The current scheme (no matter how passive we may be in its performance) does not yield optimal health outcomes: it gets exactly the behavior you would expect—more work, more money; but NOT necessarily more value to the patient. So to answer the opening query: Yes, we should worry. We should worry because we are coming under increasing scrutiny; we are relatively passive in our participation in the health care system, and we have done little to demonstrate our value to the overall health care system. Our level of compensation is contributing to an already brewing storm that currently manifests itself in turf battles. The relatively high compensation for many areas of our practice makes these areas attractive targets for clinicians looking to enhance their practice revenue. The relative shortage of radiologists compared with the plethora of other specialties makes turf battles VERY challenging.

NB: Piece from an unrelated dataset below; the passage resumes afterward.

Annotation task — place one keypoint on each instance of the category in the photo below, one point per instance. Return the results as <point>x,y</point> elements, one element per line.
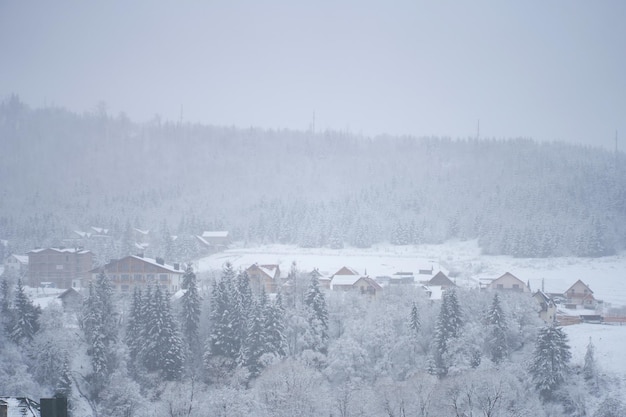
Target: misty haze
<point>275,209</point>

The good news is that we have time to act instead of react. A bitterly partisan Congress is unlikely to make dramatic changes anytime soon. This affords us, as a specialty, the opportunity for self-reflection to consider the strategic opportunity that lies ahead. The present favorable economic environment, relative to our peers, will not last forever. The Deficit Reduction Act of 2005, which adversely impacted our practices without warning should be seen as the first salvo in a potentially long war.
This analysis may not make the reader happy. In no way, however, should it mean that I think we (as physicians or radiologists) do not deserve to be paid as much as the market will bear. We work hard. We provide vital services, and just as importantly, we could make more money in other disciplines. However, in the high visibility that physician practice brings, we also need to consider our overall position in a broken health care "system." If we are to remain an important contributor to society, we need to be part of the solution.